How the media behave
The first thing to understand is that each medium has properties that determine what it is good for. Choosing a medium is a meaningful decision, not a default.
Key techniques
A few techniques recur across the painting media and are worth knowing by name.
- Glazing lays a transparent layer of colour over a dry layer, so the colours combine optically and build luminous depth (oils and acrylics).
- Impasto applies paint thickly so it stands proud of the surface, holding brush or knife marks and catching real light (actual texture).
- Wet-in-wet paints into still-wet paint so colours flow and edges blur softly (watercolour and oil), ideal for skies, water and atmosphere.
- Dry-brush drags a nearly dry brush so paint catches only the raised texture, giving broken, textured marks.
- Lifting, salt and granulation create texture in watercolour by removing or disturbing pigment.
Using colour media expressively
Beyond technique, painting is a means of expression. The handling of the paint (loose and gestural, or controlled and smooth), the palette chosen (drawing on the colour theory you know), and the surface built all carry feeling. Expressive painting uses these deliberately: a loose, wet, high-key watercolour feels airy and fresh; a thick, dark, knife-worked oil feels heavy and intense. This links painting to visual language and AO4.
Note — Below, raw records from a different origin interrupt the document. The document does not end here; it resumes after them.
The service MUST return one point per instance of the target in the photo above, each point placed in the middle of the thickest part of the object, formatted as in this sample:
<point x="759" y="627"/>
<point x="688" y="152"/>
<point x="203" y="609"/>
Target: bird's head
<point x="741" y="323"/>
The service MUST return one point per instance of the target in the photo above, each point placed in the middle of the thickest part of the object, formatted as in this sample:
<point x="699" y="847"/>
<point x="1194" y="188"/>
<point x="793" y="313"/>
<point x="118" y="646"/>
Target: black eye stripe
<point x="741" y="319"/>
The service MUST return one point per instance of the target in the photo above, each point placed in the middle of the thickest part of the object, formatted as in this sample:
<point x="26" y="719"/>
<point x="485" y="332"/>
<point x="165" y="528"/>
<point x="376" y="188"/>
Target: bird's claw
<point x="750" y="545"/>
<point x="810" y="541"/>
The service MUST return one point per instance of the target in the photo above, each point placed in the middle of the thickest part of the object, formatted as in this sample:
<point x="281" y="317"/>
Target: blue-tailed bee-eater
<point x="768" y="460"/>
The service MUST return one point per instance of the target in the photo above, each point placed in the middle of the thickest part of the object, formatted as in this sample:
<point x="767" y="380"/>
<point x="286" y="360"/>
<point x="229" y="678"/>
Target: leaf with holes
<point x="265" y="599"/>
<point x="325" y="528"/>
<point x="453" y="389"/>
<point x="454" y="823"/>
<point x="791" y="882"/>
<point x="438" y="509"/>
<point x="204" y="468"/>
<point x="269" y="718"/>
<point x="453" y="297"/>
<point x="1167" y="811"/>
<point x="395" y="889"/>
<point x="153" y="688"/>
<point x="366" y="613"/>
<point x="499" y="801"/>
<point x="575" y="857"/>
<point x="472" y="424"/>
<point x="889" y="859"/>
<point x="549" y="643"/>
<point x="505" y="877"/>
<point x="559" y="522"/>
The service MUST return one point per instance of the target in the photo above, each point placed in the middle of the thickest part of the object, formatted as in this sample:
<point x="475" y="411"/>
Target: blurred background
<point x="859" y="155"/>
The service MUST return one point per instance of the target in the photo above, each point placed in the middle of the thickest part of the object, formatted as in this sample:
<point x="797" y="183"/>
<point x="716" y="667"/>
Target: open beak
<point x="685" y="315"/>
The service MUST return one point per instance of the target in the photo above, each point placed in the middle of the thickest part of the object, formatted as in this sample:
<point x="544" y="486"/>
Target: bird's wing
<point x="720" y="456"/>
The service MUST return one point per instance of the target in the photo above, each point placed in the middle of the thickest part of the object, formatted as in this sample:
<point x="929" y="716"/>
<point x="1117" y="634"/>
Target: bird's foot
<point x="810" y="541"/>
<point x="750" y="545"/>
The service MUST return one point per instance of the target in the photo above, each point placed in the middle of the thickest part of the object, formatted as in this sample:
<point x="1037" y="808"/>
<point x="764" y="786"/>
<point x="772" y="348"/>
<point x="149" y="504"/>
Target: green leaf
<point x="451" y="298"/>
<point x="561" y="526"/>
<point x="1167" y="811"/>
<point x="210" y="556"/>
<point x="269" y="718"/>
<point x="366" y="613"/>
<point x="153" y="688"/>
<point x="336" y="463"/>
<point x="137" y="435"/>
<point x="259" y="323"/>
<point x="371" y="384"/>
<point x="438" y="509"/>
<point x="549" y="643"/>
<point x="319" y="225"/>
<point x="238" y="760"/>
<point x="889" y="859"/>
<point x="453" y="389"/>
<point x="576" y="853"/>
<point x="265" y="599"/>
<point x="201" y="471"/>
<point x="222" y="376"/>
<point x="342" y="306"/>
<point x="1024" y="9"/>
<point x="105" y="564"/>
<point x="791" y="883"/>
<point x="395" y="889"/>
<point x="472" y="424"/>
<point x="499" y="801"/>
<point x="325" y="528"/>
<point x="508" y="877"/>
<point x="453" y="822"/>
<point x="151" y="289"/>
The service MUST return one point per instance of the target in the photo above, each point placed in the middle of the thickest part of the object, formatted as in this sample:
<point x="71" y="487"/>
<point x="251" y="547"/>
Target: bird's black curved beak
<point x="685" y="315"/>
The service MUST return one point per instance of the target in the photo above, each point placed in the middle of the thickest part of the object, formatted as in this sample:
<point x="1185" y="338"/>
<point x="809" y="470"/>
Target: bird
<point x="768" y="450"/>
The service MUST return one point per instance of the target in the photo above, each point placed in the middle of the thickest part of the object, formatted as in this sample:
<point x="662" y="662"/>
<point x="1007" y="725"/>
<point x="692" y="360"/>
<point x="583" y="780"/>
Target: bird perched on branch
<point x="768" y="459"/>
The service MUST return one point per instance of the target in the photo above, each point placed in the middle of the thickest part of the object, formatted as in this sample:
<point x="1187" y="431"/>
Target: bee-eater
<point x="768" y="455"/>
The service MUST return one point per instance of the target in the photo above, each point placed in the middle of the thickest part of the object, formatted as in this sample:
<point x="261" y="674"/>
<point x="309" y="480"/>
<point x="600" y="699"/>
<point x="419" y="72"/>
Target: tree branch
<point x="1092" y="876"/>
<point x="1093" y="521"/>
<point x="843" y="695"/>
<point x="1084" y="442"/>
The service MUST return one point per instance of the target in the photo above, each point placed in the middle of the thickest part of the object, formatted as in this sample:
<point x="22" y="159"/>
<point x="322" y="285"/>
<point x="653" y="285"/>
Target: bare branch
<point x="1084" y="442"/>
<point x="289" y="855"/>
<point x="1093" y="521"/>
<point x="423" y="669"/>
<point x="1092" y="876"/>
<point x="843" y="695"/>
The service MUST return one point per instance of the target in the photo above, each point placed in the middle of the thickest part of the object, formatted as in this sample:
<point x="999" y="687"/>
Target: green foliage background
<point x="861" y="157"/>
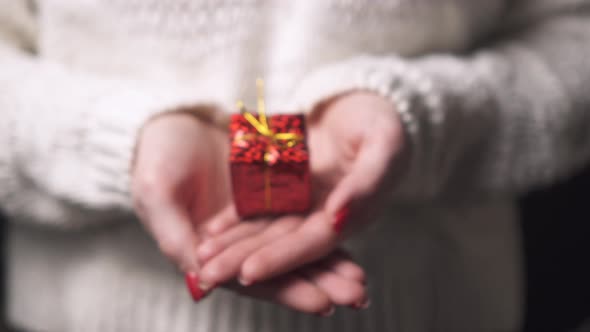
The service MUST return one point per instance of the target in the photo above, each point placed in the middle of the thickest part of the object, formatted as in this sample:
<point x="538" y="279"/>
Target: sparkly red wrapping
<point x="263" y="188"/>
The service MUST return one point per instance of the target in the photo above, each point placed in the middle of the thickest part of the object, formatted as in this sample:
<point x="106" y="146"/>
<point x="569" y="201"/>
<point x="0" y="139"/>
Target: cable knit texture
<point x="491" y="92"/>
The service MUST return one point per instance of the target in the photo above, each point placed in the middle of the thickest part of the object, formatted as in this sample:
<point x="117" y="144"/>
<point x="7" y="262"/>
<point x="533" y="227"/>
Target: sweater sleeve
<point x="67" y="137"/>
<point x="497" y="121"/>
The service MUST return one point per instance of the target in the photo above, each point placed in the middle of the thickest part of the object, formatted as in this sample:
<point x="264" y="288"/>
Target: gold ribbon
<point x="277" y="140"/>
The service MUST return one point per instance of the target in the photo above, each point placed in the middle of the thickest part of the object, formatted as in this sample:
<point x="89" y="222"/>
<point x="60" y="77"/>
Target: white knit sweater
<point x="487" y="120"/>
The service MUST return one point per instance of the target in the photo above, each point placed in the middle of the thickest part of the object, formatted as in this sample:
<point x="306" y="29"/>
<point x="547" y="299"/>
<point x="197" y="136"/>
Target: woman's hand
<point x="180" y="179"/>
<point x="357" y="148"/>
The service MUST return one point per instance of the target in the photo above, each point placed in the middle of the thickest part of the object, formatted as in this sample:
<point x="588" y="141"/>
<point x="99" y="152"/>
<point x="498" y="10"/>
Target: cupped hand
<point x="181" y="178"/>
<point x="357" y="149"/>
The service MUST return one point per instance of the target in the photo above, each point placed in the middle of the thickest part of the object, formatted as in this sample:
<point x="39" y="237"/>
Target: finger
<point x="340" y="290"/>
<point x="226" y="265"/>
<point x="291" y="291"/>
<point x="367" y="172"/>
<point x="218" y="243"/>
<point x="342" y="264"/>
<point x="223" y="220"/>
<point x="308" y="243"/>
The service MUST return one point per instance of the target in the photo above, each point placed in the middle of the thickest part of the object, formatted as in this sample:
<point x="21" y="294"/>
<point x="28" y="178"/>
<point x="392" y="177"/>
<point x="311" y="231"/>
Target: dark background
<point x="556" y="230"/>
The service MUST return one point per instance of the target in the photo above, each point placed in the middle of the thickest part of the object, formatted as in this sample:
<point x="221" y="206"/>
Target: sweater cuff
<point x="411" y="91"/>
<point x="113" y="132"/>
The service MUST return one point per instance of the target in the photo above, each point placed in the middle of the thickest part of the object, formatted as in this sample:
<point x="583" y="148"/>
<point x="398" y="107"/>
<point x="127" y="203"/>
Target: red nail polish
<point x="192" y="283"/>
<point x="340" y="219"/>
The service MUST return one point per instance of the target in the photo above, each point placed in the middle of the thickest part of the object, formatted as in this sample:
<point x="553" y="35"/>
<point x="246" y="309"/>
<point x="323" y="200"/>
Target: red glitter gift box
<point x="269" y="165"/>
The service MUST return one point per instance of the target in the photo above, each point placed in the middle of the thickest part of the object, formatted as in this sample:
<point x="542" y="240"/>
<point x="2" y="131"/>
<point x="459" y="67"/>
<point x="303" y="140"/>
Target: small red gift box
<point x="269" y="165"/>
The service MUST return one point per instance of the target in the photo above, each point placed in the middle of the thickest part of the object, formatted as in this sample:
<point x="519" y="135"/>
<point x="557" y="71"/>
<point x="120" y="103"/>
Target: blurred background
<point x="556" y="231"/>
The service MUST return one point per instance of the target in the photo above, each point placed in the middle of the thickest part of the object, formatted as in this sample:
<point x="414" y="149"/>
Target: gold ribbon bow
<point x="276" y="140"/>
<point x="261" y="125"/>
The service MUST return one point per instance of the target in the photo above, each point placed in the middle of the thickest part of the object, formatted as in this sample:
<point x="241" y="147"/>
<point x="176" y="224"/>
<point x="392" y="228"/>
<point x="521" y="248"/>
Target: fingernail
<point x="328" y="313"/>
<point x="244" y="282"/>
<point x="197" y="288"/>
<point x="363" y="304"/>
<point x="340" y="219"/>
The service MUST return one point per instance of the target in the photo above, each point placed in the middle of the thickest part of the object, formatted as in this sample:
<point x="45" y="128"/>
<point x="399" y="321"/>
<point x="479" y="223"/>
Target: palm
<point x="181" y="179"/>
<point x="352" y="141"/>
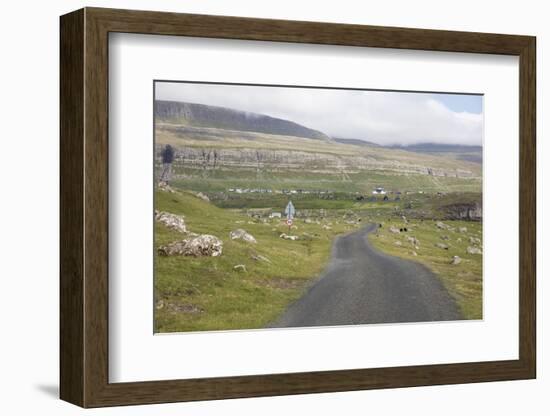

Mixed media and experiment
Painting media combine readily with each other and with drawing media, collage and texture. Mixed media (acrylic with collage and ink, watercolour with pastel and pen) extends the range and is strongly rewarded as experimentation. The fast drying of acrylic makes it especially good for layered mixed media. Experimenting widely before refining toward an outcome is the AO2 process the developing-and-presenting module builds on.
Try this
Q1. Name four painting techniques and what each does. [Knowledge recall]
- Cue. Glazing (transparent layers building luminous depth), impasto (thick paint standing proud, holding marks and catching light), wet-in-wet (painting into wet paint for soft, flowing edges), and dry-brush (a nearly dry brush giving broken, textured marks); also lifting, salt and granulation for watercolour texture.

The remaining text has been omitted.